Dr. Lieberman's recommendations are distinguishable from the physicians' statements in Donaho and Marecek on which Plaintiff relies. In Donaho, one of the insurance company's reviewing doctors concluded that, "while Donaho had only a limited ability to complete assigned tasks and to function independently, she `should respond to the suggested pharmacologic approaches, and thus she will be able to resume working.'" Donaho, 74 F.3d at 897. The Eleventh Circuit determined that the plaintiff was entitled to disability benefits at least until the date of the doctor's report because he indicated that Donaho was still disabled at the time of the report, but could recover in the future. Id. at 900. Unlike Dr. Lieberman's report, the physician in Donaho's future prediction was premised upon a definite statement of present inability to work. In addition, the doctors suggested the conditions were of such severity that they needed a pharmacological treatment in order to be cured. Id. at 897.

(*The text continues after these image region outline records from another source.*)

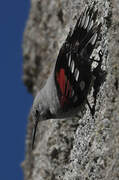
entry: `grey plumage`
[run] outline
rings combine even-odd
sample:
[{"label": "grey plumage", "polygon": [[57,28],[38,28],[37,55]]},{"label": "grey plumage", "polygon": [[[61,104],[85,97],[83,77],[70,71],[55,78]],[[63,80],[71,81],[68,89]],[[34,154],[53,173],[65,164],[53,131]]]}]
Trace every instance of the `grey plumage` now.
[{"label": "grey plumage", "polygon": [[87,98],[93,76],[90,55],[101,27],[95,22],[97,13],[94,7],[82,12],[73,32],[68,34],[60,49],[46,85],[35,97],[32,107],[35,121],[32,147],[38,121],[71,117]]}]

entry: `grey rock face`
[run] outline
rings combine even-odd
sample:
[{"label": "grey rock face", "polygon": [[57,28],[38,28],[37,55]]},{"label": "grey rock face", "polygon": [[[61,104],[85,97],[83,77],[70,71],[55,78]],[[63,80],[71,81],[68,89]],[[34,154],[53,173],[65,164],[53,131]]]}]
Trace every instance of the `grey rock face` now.
[{"label": "grey rock face", "polygon": [[[24,75],[35,95],[46,82],[59,48],[84,5],[93,1],[32,0],[24,33]],[[36,148],[31,151],[33,122],[29,116],[25,180],[119,179],[119,2],[96,0],[103,23],[103,69],[106,81],[96,103],[95,120],[87,108],[73,119],[39,124]],[[93,90],[89,95],[93,104]]]}]

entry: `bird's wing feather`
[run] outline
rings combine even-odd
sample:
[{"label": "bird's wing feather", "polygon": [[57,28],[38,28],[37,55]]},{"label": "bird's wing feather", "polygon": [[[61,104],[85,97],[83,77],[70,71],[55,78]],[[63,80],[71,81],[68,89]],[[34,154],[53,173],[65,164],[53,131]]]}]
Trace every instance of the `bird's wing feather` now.
[{"label": "bird's wing feather", "polygon": [[86,8],[80,15],[73,32],[69,32],[60,49],[55,82],[61,106],[69,108],[81,104],[91,81],[90,55],[100,32],[96,23],[97,10]]}]

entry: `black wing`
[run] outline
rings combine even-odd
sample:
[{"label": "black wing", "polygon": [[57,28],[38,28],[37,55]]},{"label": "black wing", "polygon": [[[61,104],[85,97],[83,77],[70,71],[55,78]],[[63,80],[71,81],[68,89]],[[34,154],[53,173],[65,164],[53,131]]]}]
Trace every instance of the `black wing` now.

The physician in Marecek also made a strong statement of present disability noting that the Plaintiff could not return to work for at least a month, but set an "estimated date" by which she would be ready to return. Marecek, 49 F.3d at 704. Because plaintiff's physician prescribed medication for plaintiff's condition, the physician further warned that plaintiff could experience side effects. Id. Even to the extent that the doctor made a prediction about plaintiff's return to work date, he recommended that she only perform "limited duty." Dr. Lieberman, in contrast, did not recommend any delay in Plaintiff's return to work. Nor did he suggest that Plaintiff's duties be limited to accommodate her condition. For these reasons, the Court finds that Dr. Lieberman's statements provide unequivocal evidence on which MetLife could reasonably base its benefits decision.